Mary Katherine Blackwood, également surnommée Merricat, nous raconte ici sont histoire, qui est aussi celle de sa famille.
Très vite, on apprend qu'un drame s'est passé et que de cette famille Blackwood, il ne reste, hormis la jeune fille, que Constance, sa soeur aîné, et l'oncle Julian, cloué dans son fauteuil roulant.
Ils vivent depuis toujours semble-t-il dans une vieille demeure, plus ou moins à l'écart du monde, non loin d'un village tranquille à la vie bien rangée comme il en existe tant aux Etats-Unis.

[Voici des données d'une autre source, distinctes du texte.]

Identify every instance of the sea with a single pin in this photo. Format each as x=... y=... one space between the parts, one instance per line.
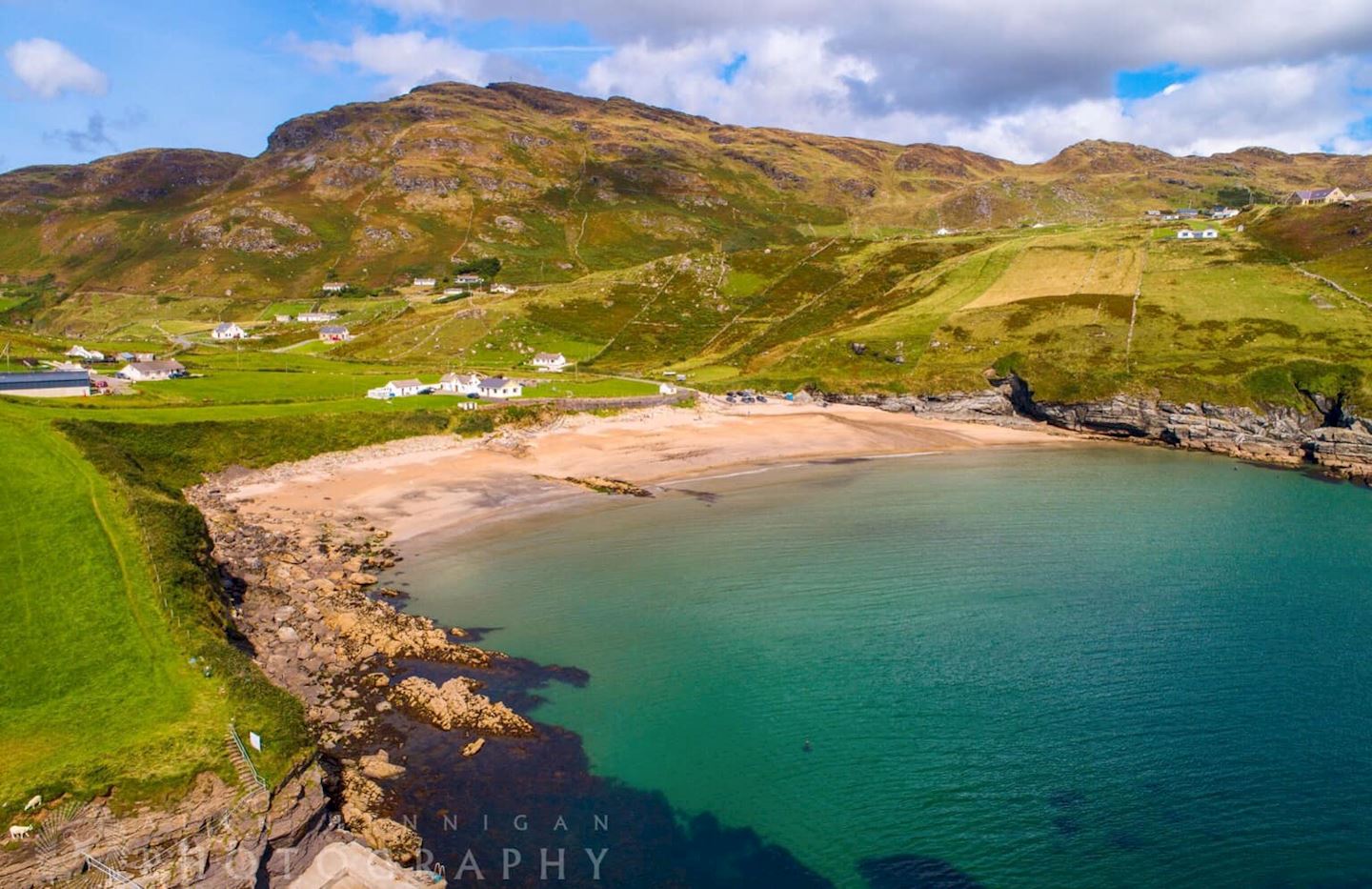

Tout se passe dans une routine voulue, à la vie agréable et sans surprise, jusqu'à ce qu'un jour le cousin Charles viennent frapper à la porte...
D'emblée, comme dans son autre chef-d'oeuvre qu'est "
Maison hantée",
Shirley Jackson instaure un climat malsain, bâti en grande partie sur le non-dit et l'utilisation de personnages à la psychologie torturée et très bien rendue.
Les éléments purement fantastiques sont peu nombreux, voire inexistants, jusqu'aux dernières pages où l'on bascule pleinement dans le genre, et où l'auteur parvient à inscrire son histoire dans le légendaire.
On retrouve donc des personnages mal dans leur peau, qui ont un difficile rapport au monde extérieur, à la société; ainsi que le thème de la
Maison hantée.
Ce roman est un véritable bijou de subtilité, relevé d'une belle histoire d'amour entre soeurs (qui peuvent être vues comme les deux pendants d'une même psyché), histoire qui perdure par-delà la mort.